ECLI:NL:RBOBR:2021:2353

Rechtbank Oost-Brabant

Datum uitspraak
17 mei 2021
Publicatiedatum
17 mei 2021
Zaaknummer
20/280
Instantie
Rechtbank Oost-Brabant
Type
Uitspraak
Procedures
  • Eerste aanleg - enkelvoudig
Rechters
Vindplaatsen
  • Rechtspraak.nl
AI samenvatting door LexboostAutomatisch gegenereerd

Beroep tegen WOZ-waarde van woning en verzoek om schadevergoeding wegens overschrijding redelijke termijn

In deze zaak heeft de Rechtbank Oost-Brabant op 17 mei 2021 uitspraak gedaan in een geschil over de WOZ-waarde van een woning in 's-Hertogenbosch. De eiser, eigenaar van een appartement uit 1967, was het niet eens met de door de heffingsambtenaar vastgestelde waarde van € 183.000 per waardepeildatum 1 januari 2018. Eiser stelde een lagere waarde van € 159.000 voor, maar onderbouwde deze claim niet. De rechtbank oordeelde dat de heffingsambtenaar voldoende bewijs had geleverd voor de vastgestelde waarde, onder andere door het overleggen van een taxatierapport. Eiser had bezwaar gemaakt tegen de waarde, maar de rechtbank oordeelde dat de vergelijkingsobjecten die door de heffingsambtenaar waren gebruikt, wel degelijk vergelijkbaar waren met de woning van eiser. De rechtbank concludeerde dat de verschillen tussen de objecten voldoende waren onderbouwd en dat de waarde van € 183.000 niet te hoog was.

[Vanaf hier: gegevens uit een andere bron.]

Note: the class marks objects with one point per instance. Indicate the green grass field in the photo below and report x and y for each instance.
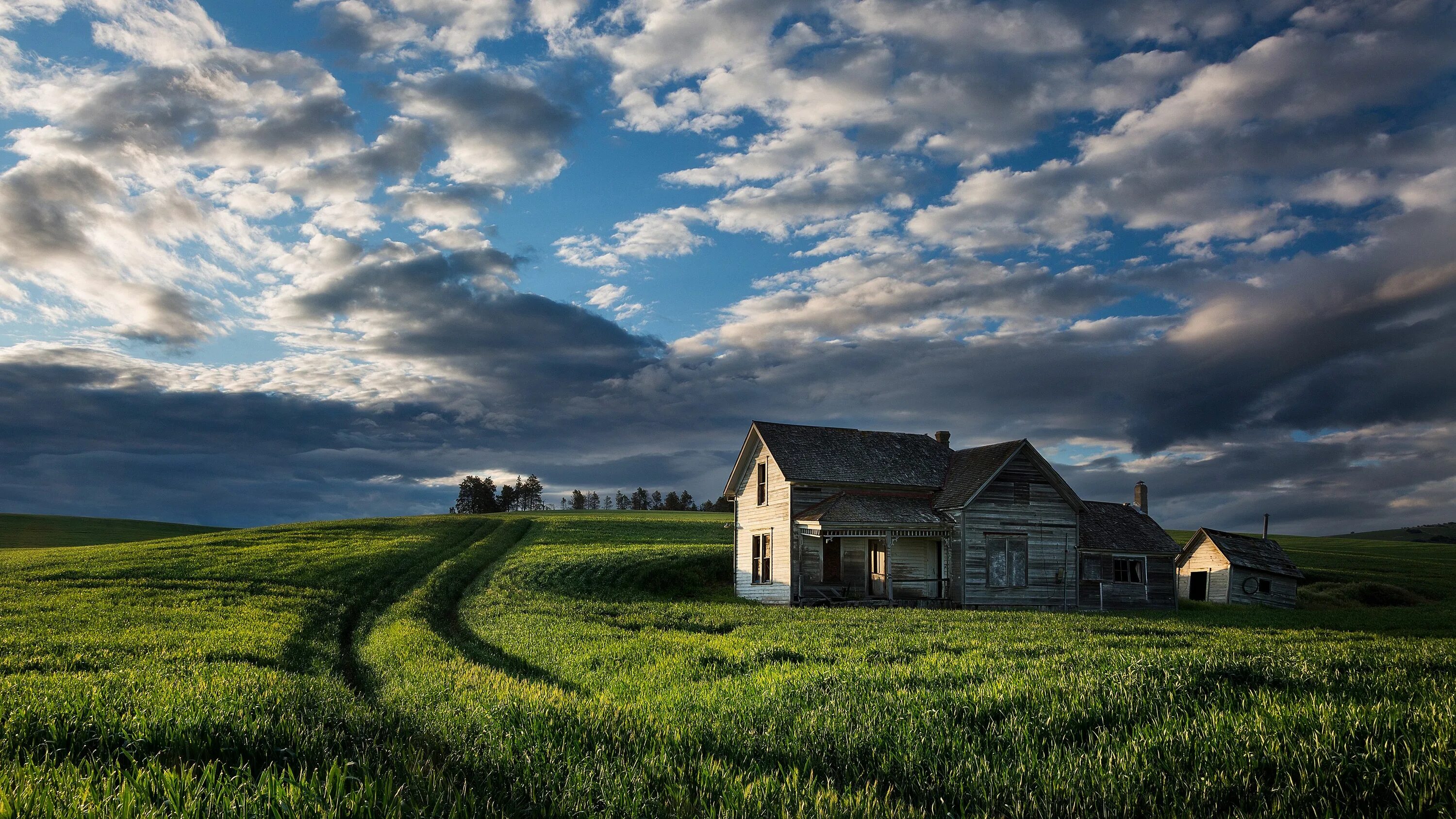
(596, 664)
(30, 531)
(1427, 533)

Daarnaast had eiser verzocht om een immateriële schadevergoeding wegens overschrijding van de redelijke termijn. De rechtbank wees dit verzoek af, omdat de overschrijding mede te wijten was aan het procesgedrag van eisers gemachtigde. De rechtbank concludeerde dat de termijnoverschrijding niet aan de heffingsambtenaar kon worden toegerekend. De rechtbank verklaarde het beroep ongegrond en wees het verzoek om schadevergoeding af.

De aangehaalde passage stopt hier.